Évaluations basées sur des projets
Bernard Quinio, enseignant-chercheur à l’université Paris Nanterre, déclare que ChatGPT freine l’acquisition de certaines connaissances. Pour contrer cela, l’évaluation par projets pousse les étudiants à démontrer leurs compétences à travers des réalisations concrètes, plutôt que des réponses générées automatiquement. Camille Salinesi de l’université Paris 1 Panthéon-Sorbonne collabore avec Serge Miranda sur le Projet Prompt U, une initiative favorisant des évaluations pratiques et contextuelles.
Questions nécessitant réflexion critique
Alain Goudey, directeur général adjoint en charge du numérique à Neoma BS, recommande d’adapter les examens pour inclure des questions nécessitant une réflexion critique. Cela inclut des scénarios complexes où les étudiants doivent justifier leurs choix et proposer des solutions alternatives.
Utilisation de la taxonomie de Bloom
Alexis Hay du Lab UA rappelle l’importance de la taxonomie de Bloom dans l’évaluation. En se concentrant sur les niveaux supérieurs de la taxonomie—analyse, évaluation, création—les enseignants peuvent pousser les étudiants à aller au-delà des simples réponses générées.
Conseils pour former les étudiants à une utilisation éthique de ChatGPT
Claire Doz, enseignante de lettres au lycée Paul Valéry, organise les « lundis de l’IA » pour sensibiliser ses élèves aux enjeux éthiques de l’intelligence artificielle. Ces sessions permettent d’aborder les problématiques liées à l’utilisation de ChatGPT et d’autres outils numériques. En formant les étudiants à reconnaître les limites et les biais de ces technologies, elle vise à développer leur esprit critique et leur capacité à utiliser ces outils de manière responsable.
Jean Rohmer, président de Fredrik R Bull, propose une éducation vivante pour contrer les effets négatifs de l’IA. Il met l’accent sur des méthodes pédagogiques qui favorisent la coopération et la créativité. Pour Rohmer, l’usage éthique de ChatGPT passe par une compréhension profonde de ses mécanismes et de ses impacts sur l’apprentissage.
Arthur Mensch, fondateur de Mistral AI et ancien employé de Deepmind, souligne la nécessité de continuer à former d’excellents élèves en mathématiques. Pour lui, une utilisation éthique de ChatGPT inclut une solide formation scientifique. Mensch insiste sur le fait que les compétences en mathématiques permettent de mieux comprendre les algorithmes et les modèles de langage derrière des outils comme ChatGPT.

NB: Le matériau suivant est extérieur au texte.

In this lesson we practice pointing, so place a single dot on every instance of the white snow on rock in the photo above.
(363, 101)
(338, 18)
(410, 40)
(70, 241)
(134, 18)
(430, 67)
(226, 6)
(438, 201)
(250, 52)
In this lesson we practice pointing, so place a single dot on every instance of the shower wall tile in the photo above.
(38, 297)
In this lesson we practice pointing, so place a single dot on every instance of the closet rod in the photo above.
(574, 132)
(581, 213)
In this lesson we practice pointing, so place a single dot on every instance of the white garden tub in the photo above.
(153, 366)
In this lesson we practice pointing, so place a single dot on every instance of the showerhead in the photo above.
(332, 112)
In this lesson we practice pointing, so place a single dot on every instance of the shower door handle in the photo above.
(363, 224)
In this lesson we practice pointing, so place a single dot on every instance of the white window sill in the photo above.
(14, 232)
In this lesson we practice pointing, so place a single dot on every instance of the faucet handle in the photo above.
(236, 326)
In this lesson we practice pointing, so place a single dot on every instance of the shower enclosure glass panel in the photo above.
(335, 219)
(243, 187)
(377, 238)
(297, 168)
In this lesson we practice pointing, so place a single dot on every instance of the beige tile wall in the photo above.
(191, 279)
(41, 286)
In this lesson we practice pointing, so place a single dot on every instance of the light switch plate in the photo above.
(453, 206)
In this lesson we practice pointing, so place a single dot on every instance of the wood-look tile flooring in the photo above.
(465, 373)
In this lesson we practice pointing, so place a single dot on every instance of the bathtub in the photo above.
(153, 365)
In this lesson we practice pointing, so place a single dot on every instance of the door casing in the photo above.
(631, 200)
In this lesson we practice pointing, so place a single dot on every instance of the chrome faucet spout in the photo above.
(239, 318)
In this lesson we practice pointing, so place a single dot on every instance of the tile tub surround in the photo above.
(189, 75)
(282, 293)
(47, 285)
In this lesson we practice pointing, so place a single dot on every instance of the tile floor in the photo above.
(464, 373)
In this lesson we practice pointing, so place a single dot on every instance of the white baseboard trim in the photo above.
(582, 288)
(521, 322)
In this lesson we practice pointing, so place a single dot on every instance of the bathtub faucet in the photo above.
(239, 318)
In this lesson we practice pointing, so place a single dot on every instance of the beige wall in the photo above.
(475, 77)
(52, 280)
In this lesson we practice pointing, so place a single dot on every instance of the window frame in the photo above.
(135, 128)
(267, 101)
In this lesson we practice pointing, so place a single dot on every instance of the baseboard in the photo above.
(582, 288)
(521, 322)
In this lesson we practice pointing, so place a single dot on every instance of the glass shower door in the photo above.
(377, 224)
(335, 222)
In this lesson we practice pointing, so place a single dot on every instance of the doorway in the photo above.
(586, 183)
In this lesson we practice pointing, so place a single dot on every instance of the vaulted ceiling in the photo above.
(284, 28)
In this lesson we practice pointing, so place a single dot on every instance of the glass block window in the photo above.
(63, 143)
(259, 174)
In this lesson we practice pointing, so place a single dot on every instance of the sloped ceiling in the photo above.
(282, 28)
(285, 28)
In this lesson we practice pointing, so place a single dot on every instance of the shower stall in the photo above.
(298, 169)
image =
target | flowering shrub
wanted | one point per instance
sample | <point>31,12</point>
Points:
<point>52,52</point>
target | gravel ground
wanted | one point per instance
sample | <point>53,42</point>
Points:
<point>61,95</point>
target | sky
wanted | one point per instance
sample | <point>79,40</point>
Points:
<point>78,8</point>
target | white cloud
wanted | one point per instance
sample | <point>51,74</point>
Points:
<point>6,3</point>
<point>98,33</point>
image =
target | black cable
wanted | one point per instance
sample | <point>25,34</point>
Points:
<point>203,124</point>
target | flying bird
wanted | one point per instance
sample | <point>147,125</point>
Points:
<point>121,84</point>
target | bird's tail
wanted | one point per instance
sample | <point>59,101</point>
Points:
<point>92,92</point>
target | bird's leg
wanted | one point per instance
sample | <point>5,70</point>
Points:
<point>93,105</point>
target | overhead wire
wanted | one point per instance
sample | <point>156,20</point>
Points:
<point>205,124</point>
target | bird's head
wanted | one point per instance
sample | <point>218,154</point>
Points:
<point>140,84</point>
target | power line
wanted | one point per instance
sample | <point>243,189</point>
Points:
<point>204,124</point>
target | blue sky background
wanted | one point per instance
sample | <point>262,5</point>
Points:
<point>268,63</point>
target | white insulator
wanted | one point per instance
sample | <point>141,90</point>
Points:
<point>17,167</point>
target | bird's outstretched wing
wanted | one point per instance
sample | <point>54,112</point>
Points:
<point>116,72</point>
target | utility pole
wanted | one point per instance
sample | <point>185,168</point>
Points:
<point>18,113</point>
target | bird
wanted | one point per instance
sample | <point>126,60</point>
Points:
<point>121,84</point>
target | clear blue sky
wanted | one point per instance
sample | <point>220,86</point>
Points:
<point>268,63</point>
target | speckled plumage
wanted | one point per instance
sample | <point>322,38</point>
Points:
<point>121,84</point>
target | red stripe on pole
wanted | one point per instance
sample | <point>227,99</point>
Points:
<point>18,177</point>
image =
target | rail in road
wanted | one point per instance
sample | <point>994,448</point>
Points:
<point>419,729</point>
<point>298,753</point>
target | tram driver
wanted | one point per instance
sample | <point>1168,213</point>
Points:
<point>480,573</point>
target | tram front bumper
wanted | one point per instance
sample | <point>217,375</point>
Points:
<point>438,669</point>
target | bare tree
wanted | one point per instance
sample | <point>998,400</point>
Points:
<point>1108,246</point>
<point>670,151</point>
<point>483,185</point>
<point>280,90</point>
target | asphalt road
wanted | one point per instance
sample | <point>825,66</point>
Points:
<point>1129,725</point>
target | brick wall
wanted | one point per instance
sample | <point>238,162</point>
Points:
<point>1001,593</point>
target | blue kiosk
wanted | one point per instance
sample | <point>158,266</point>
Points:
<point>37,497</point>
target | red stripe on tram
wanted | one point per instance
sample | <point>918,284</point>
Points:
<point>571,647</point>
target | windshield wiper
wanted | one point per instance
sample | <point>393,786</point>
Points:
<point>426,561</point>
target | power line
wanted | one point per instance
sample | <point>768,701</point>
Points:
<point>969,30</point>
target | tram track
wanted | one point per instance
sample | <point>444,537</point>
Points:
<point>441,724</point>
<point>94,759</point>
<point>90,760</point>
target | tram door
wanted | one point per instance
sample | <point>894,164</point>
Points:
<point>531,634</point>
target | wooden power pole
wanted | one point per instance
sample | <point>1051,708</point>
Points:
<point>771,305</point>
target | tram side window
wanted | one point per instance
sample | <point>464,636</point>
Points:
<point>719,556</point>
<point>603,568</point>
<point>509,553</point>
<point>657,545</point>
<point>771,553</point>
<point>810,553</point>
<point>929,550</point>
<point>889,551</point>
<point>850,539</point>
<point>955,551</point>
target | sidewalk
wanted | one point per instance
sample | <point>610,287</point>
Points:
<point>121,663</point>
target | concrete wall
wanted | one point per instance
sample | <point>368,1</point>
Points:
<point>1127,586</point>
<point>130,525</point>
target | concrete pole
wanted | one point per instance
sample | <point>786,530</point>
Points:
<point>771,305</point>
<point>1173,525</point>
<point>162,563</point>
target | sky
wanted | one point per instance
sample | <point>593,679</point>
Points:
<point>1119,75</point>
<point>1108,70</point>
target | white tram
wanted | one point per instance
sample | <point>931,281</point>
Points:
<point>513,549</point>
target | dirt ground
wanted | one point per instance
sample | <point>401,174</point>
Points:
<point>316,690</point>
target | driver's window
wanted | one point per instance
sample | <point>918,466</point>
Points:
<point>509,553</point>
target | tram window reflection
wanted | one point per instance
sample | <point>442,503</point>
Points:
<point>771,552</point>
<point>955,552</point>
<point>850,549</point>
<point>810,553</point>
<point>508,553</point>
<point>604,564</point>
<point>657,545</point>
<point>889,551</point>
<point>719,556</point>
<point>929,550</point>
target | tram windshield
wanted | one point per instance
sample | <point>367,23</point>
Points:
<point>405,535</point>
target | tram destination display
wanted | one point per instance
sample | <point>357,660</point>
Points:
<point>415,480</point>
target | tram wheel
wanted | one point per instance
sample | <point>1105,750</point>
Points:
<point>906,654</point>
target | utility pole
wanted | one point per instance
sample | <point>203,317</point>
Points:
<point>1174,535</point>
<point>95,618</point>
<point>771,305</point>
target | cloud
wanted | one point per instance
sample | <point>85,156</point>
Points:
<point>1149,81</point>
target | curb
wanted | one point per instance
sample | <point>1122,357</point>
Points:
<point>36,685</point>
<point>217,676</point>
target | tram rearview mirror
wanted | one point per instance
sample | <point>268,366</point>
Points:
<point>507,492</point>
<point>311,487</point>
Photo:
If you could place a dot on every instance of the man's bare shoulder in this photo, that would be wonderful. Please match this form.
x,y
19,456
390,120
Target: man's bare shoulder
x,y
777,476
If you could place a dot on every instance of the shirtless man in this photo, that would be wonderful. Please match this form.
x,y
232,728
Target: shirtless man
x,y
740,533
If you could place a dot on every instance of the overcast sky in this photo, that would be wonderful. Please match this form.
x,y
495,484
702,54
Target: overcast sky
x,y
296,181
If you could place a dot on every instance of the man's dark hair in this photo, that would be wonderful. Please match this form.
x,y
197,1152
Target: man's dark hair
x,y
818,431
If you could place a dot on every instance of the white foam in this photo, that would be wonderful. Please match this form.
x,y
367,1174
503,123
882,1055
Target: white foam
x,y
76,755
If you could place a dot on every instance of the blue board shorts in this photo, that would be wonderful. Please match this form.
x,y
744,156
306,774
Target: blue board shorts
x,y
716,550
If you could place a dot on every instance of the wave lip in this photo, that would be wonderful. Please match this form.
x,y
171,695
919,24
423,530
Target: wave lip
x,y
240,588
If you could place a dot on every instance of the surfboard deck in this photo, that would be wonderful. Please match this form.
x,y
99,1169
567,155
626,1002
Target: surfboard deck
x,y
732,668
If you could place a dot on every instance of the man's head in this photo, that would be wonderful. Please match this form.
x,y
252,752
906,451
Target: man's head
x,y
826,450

Dominique Boullier, professeur des universités en sociologie à Sciences Po, précise que l’enjeu est de former à la coopération et à la créativité. Selon Boullier, la formation à l’utilisation éthique de ChatGPT doit inclure des modules sur la collaboration entre humains et machines. Cette approche permet de préparer les étudiants à un avenir où l’intelligence artificielle et les compétences humaines coexistent de manière harmonieuse.